The header of my file looks like this: caad3990-978d-4259-aea1-4e0fa9032ebc 256 tig00000001 1 0 2887S13M1D14M1D4M1D36M1I16M2I68M1D9M1D9M5D1M4D1M1D11M1D7M1I6M1D2M1D10M4D36M1D4M2D12M1D21M1I13M1D12M1I39M1D5M4D17M1I37M1D15M1I17M2D20M2I27M1D143M1D30M1I62M1D15M1D91M1D5M2D41M2D16M1D23M3D101M2D54M1I13M1D7M2I13M1I20M1I106M1D4M2I34M3D10M2I2M1I13M1I34M9D47M1D35M1D19M1D8M1D34M4D12M1D17M11D24M1I18M1D18M2D16M1I1M1I53M2D2M2I1M2I5M1D4M2I14M3D26M1D19M1I3M2D31M1D10M2D9M8D22M6D8M1D44M1D12M1I19M10S 00 * NM:i:181 ms:i:2890 AS:i:2890 nn:i:0 tp:A:S cm:i:171 s1:i:1179 dv:f:0.0481 bf3883ac-29e9-48f4-b88c-529a9be24bd1 256 tig00000001 1 0

In the file from the test case, this is followed by nucleotide data, for example: 0a238451-b9ed-446d-a152-badd074006c4 0 tig00000001 15 60 6580S21M1I2M3I13M...1D7M1I25M1D37M2D23M2D7M1D4M3I11M2I41M1I15M1D3M1D1M3D17M2I5M1D18M1I1M3I8M1D17M3D47M2D14M3D3M1D32M1I33M1I16M2D45M5D10M1D32M1I61M1D23M1D40M38S * 0 0 TTAAAAACTCGGTATGCTTCGTTCGGTTACGTATTACTACTTGCCTGTCGGCTCTATCTTCGGCGTCTGCTTGGGTGTTTAGCTCAATGACCTTTGCAGGCGACACGCAACTGGCGAACGTCAAAGCGGTGGATGATATCTACCCGATGCTGGCGATCCTGCCAAGCTA....

This will obviously be why the rest of the process is not working. What may be causing this and how can I solve it? Sorry for the questions, I am fairly new to polishing with nanopore data.

Many thanks in advance! Guillaume

jts commented 5 years ago

Can you provide me with the complete list of commands that you ran?

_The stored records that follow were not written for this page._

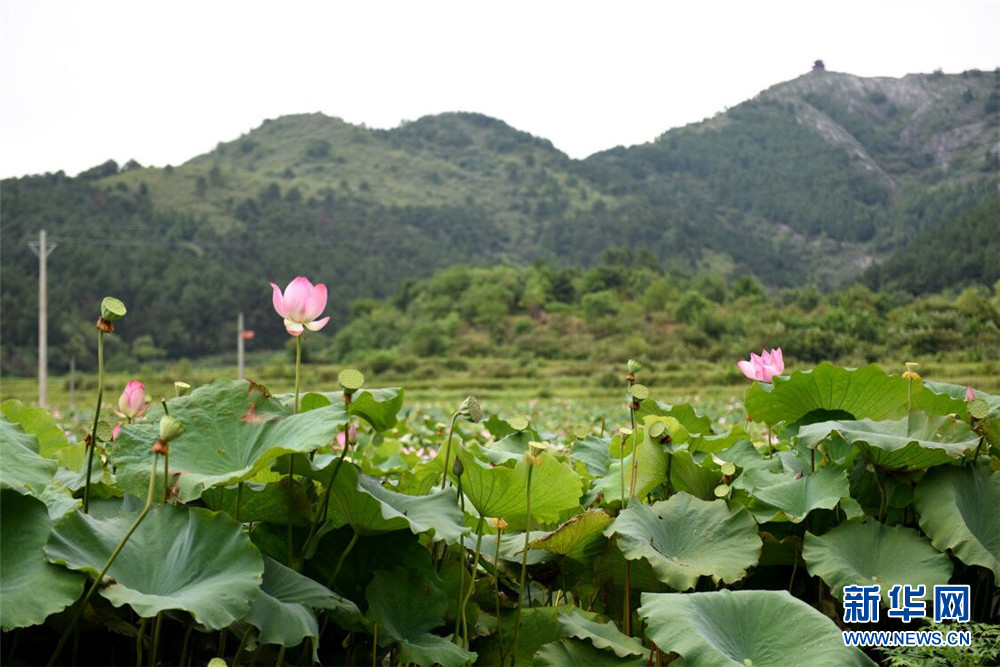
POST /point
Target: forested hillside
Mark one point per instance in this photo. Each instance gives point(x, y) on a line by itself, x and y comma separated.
point(810, 182)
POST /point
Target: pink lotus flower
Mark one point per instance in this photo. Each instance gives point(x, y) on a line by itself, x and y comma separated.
point(764, 366)
point(300, 305)
point(132, 402)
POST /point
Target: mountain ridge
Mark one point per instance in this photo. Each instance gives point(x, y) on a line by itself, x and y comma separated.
point(810, 181)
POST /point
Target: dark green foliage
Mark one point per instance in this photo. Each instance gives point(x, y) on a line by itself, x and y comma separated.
point(963, 250)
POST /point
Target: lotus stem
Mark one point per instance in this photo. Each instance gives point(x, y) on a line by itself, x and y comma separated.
point(239, 649)
point(621, 467)
point(239, 502)
point(324, 506)
point(447, 449)
point(524, 568)
point(298, 365)
point(627, 600)
point(156, 640)
point(97, 416)
point(635, 457)
point(107, 565)
point(472, 586)
point(340, 561)
point(187, 640)
point(138, 642)
point(496, 583)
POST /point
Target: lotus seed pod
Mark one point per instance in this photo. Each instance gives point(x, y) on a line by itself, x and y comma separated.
point(471, 410)
point(112, 309)
point(350, 380)
point(171, 428)
point(640, 392)
point(911, 371)
point(979, 408)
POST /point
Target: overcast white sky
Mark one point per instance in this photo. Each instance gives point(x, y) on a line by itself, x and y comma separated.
point(162, 82)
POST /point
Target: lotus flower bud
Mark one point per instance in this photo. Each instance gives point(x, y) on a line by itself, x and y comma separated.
point(352, 437)
point(171, 428)
point(911, 371)
point(471, 410)
point(132, 402)
point(112, 309)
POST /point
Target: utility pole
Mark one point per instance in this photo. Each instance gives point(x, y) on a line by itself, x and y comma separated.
point(42, 250)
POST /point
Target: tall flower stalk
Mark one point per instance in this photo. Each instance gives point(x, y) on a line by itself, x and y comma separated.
point(534, 458)
point(472, 411)
point(299, 305)
point(111, 310)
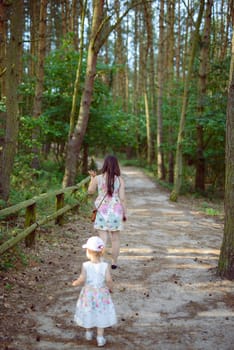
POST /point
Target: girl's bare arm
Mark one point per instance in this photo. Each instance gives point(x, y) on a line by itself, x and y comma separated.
point(81, 279)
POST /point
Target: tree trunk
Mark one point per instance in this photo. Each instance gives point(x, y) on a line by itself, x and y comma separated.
point(37, 104)
point(180, 138)
point(204, 60)
point(226, 258)
point(75, 142)
point(78, 73)
point(160, 155)
point(11, 76)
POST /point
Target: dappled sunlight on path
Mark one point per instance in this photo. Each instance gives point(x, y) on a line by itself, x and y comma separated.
point(167, 294)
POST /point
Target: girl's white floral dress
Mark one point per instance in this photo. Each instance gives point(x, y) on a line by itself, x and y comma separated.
point(110, 213)
point(94, 307)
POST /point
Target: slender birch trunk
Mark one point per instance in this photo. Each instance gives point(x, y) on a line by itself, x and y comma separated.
point(75, 142)
point(180, 137)
point(226, 258)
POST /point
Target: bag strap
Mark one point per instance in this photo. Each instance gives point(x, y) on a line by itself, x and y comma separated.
point(101, 201)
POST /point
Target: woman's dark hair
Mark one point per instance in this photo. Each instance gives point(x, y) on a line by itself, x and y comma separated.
point(111, 168)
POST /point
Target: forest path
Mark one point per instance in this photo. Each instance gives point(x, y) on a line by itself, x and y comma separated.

gktahon commented 5 years ago

Dear Jared,

These are the commands that I used:

nanopolish index -d path_to_fast5/ basecalls.fastq minimap2 -ax map-ont -t 8 arcobacter.contigs.fasta basecalls.fastq | samtools sort -o reads.sorted.bam -T reads.tmp samtools index reads.sorted.bam samtools view reads.sorted.bam | head nanopolish variants --consensus -o polished.vcf -w "tig00000001:1-25000" -r basecalls.fastq -b reads.sorted.bam -g arcobacter.contigs.fasta nanopolish vcf2fasta --skip-checks -g arcobacter.contigs.fasta polished.vcf > polished_genome.fa

path_to_fast5/ is the path to a directory containing several subdirectories in which the raw fast5 files are. arcobacter.contigs.fasta is a fasta file containing a single entry after assembling the genome using canu. To make the assembly I first corrected basecalls.fastq, followed by trimming them. With that of reads output I assembled the genome and obtained the single sequence.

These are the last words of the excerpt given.